Because the SBOM links directly to the 3D engineering model, upstream changes appear instantly in maintenance plans and spare parts catalogues. Teams no longer rebuild documents after every revision.

A Closer Look Through Live Demos

The concepts are powerful, but the platform walkthroughs gave them practical weight. The demos showed how technicians and managers interact with the tools in real situations.

Pump Maintenance Plan

Inside the 3DEXPERIENCE platform, Morin selected a pump within the 3D model, applied timing data, linked documentation, and generated visuals. The complete plan, including safety flags, was ready in minutes and exportable to mobile or print formats.

Cutting-Head Retrofit Campaign

Bonnet reviewed a fault logged in the field. The dashboard flagged machines with the same cutting head. Engineers confirmed customers had exceeded design speed limits, designed a new cutting head, priced it, and added it to the service catalogue. 

All matching assets worldwide were then queued for the same proactive retrofit.

These examples show how access to reliable data helps service teams respond quickly and make more informed decisions across regions.

Three Proven Outcomes for Service Leaders

Bonnet and Morin didn’t just explain the benefits but showed where real savings and gains are already happening.

1. Fewer Spare-Part Errors

Spare parts catalogues remain synchronised with design data. Technicians order the correct part using visual cues and current specifications, cutting shipment mistakes and stock waste.

2. Repeatable Retrofit Campaigns

When an issue or improvement arises, the twin pinpoints every machine with the same configuration. Upgrades become structured programmes rather than isolated fixes.

3. Knowledge That Stays Inside the Business

As more technicians retire, many teams face the risk of losing critical experience. The virtual twin stores repair steps and standardised work instructions so that new hires can operate with confidence from day one.

Addressing the Workforce Shift

Experience gaps grow when veteran technicians retire. Morin showed how structured workflows limit that risk:

  • 3D animations guide repairs step by step
  • Exploded views clarify part locations
  • Mobile access puts instructions beside the asset
  • Safety checks appear at the exact stage required

Technicians perform complex tasks confidently, even on first exposure, because instructions match the real machine in front of them.

Feeding Insight Back to Engineering

Every field action becomes data. AI in the platform clusters similar issues by analysing descriptions and repair history. Managers see patterns, retrieve proven fixes, and stop problems before they spread.

Service data points also inform product teams:

  • Components that wear faster than expected
  • Maintenance steps that consume excess time
  • Retrofits that deliver measurable performance gains

This feedback helps product teams improve development timelines and focus R&D on updates with clear customer impact.

A Long-Term View of the Asset Lifecycle

Bonnet and Morin closed with a lifecycle map touching engineering, manufacturing, service, and support.
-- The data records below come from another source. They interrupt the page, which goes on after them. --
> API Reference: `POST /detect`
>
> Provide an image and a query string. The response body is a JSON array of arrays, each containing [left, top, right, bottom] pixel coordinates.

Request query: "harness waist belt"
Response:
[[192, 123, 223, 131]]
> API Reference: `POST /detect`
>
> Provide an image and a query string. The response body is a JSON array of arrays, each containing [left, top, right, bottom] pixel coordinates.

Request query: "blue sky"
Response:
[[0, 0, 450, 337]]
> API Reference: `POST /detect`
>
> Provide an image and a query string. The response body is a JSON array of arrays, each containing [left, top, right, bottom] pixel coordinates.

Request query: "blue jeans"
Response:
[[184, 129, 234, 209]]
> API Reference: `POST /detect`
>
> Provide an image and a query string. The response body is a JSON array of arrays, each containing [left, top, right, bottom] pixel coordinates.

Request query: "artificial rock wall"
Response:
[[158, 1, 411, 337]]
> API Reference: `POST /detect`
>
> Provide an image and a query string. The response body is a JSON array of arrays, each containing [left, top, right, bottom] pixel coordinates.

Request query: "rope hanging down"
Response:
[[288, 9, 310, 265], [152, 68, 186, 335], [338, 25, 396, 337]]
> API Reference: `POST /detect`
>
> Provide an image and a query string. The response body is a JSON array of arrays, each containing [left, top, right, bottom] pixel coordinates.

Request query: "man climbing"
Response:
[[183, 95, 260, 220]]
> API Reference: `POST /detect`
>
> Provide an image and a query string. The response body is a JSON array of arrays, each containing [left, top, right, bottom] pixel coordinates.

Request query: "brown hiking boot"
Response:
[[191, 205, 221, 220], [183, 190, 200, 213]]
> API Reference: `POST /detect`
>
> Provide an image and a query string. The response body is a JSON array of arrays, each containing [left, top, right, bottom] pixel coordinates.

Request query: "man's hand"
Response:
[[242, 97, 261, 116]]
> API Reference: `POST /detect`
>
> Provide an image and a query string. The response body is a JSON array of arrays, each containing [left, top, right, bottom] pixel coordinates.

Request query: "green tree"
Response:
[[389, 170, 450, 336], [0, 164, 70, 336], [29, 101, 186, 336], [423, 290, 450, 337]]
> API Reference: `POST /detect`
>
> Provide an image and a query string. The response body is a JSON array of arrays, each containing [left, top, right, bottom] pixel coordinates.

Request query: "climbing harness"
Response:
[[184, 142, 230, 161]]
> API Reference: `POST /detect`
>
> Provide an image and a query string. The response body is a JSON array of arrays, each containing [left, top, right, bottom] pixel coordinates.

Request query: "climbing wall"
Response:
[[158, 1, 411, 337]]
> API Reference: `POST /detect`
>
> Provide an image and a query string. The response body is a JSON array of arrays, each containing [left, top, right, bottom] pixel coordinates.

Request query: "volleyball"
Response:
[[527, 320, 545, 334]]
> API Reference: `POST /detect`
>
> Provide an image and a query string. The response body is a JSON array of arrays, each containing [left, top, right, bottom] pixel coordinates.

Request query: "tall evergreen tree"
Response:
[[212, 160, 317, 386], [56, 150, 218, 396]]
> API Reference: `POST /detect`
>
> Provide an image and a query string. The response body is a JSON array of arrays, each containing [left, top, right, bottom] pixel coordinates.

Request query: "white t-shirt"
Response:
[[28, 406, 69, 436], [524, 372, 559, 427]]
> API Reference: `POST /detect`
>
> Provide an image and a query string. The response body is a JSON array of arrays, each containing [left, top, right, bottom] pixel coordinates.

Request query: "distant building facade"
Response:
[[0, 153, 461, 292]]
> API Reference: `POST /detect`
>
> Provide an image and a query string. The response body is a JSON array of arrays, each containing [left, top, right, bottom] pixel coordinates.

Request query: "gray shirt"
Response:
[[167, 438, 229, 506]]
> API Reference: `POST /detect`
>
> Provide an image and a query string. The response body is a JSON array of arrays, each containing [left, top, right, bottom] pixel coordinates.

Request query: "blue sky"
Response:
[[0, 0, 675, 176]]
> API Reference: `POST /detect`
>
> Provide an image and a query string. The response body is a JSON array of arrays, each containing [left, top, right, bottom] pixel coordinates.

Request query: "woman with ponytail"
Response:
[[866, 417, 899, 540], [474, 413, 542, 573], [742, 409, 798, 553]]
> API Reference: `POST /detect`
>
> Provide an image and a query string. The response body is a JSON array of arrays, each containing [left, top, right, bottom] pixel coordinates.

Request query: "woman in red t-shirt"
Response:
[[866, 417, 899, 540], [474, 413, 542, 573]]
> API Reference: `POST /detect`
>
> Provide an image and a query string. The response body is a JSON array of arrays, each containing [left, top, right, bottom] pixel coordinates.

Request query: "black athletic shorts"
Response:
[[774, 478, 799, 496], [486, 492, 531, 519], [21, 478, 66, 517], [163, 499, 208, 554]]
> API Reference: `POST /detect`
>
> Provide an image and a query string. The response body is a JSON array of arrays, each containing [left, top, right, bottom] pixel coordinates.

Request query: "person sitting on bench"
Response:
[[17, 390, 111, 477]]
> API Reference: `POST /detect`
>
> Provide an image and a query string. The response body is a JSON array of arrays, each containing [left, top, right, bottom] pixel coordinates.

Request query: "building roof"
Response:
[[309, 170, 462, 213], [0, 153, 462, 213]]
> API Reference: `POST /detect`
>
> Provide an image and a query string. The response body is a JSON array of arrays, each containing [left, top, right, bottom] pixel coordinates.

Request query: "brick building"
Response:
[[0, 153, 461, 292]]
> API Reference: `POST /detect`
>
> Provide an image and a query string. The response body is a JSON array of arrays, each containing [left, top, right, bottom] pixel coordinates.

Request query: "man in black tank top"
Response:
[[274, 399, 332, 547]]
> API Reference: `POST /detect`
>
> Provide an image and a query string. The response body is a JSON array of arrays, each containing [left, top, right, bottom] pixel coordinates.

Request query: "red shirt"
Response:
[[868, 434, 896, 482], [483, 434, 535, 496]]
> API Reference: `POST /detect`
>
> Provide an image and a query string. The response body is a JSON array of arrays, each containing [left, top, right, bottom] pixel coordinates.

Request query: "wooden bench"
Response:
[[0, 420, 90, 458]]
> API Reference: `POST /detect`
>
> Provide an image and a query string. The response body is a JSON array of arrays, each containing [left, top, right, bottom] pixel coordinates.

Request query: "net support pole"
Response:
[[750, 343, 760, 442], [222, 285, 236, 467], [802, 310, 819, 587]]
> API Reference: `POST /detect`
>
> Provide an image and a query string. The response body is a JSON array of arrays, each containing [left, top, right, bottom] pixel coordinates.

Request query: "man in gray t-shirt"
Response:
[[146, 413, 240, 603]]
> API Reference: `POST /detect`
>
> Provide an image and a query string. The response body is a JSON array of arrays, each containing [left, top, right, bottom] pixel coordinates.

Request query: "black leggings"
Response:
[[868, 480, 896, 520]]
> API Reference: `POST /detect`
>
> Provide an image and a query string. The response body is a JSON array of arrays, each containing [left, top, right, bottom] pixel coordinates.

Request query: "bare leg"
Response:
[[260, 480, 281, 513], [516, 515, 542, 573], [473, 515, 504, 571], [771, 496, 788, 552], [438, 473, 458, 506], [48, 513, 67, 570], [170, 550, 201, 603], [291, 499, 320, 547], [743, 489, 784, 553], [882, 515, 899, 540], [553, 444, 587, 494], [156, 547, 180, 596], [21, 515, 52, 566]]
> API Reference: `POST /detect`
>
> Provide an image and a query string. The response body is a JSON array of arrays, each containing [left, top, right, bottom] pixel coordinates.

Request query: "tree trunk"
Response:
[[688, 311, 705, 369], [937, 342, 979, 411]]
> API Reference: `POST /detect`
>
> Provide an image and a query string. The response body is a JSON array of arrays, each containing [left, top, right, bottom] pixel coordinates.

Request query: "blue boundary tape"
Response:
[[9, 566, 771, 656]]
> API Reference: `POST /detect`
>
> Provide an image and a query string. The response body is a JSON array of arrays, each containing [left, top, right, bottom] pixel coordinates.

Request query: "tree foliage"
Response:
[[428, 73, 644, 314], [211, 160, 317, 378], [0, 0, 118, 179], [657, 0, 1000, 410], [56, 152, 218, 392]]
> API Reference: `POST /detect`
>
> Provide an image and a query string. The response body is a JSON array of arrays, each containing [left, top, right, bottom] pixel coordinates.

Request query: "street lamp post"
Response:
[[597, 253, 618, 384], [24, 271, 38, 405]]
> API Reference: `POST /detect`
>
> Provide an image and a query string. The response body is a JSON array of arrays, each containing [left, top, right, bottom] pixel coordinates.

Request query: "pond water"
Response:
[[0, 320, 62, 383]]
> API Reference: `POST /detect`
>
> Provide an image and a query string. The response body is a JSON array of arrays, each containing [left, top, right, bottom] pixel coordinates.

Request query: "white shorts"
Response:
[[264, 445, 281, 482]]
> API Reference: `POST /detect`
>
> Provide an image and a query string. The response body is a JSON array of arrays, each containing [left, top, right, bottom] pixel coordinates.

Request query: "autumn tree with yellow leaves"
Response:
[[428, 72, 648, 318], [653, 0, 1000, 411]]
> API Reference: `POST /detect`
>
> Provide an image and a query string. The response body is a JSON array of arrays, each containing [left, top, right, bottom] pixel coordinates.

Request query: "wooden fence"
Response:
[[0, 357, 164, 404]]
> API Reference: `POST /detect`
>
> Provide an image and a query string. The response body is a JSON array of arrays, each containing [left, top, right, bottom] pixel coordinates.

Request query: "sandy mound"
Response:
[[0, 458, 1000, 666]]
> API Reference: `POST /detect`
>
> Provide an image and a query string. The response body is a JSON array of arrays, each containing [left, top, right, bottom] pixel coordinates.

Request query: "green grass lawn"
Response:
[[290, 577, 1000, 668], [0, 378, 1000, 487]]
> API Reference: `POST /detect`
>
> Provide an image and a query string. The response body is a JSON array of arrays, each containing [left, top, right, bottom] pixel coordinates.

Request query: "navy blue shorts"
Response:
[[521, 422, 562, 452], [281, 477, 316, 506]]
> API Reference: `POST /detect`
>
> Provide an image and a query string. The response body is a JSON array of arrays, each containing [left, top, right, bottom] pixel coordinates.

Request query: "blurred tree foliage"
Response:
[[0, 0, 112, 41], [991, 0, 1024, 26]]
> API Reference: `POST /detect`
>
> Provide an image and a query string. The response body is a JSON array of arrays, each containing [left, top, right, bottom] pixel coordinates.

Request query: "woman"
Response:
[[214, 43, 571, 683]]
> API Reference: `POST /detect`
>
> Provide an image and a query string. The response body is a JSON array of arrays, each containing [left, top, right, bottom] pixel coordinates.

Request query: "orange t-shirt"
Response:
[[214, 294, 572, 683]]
Each phase provides openings to increase value when the virtual twin anchors decision-making.

Benefits across the lifecycle include:

  • Improved spare-parts planning and accuracy
  • Targeted retrofit strategies that boost uptime
  • Faster resolution times for field teams
  • Documentation that mirrors real-world use
  • Continuous insight for design and quality

The tools integrate around existing systems, adding intelligence without forcing disruptive change.

Final Reflections

Bonnet emphasised digital continuity. 

When a manufacturer designs with Dassault tools, it can also manage assets through their operational life without losing context or switching platforms. Clear data turns after-sales from a reactive expense into a strategic growth engine.

Dassault Systèmes demonstrated that the essential pieces are already in place. By linking engineering files with service records and operational data, manufacturers can uncover value that was previously buried in silos.

The virtual twin makes that value visible and easier to act on.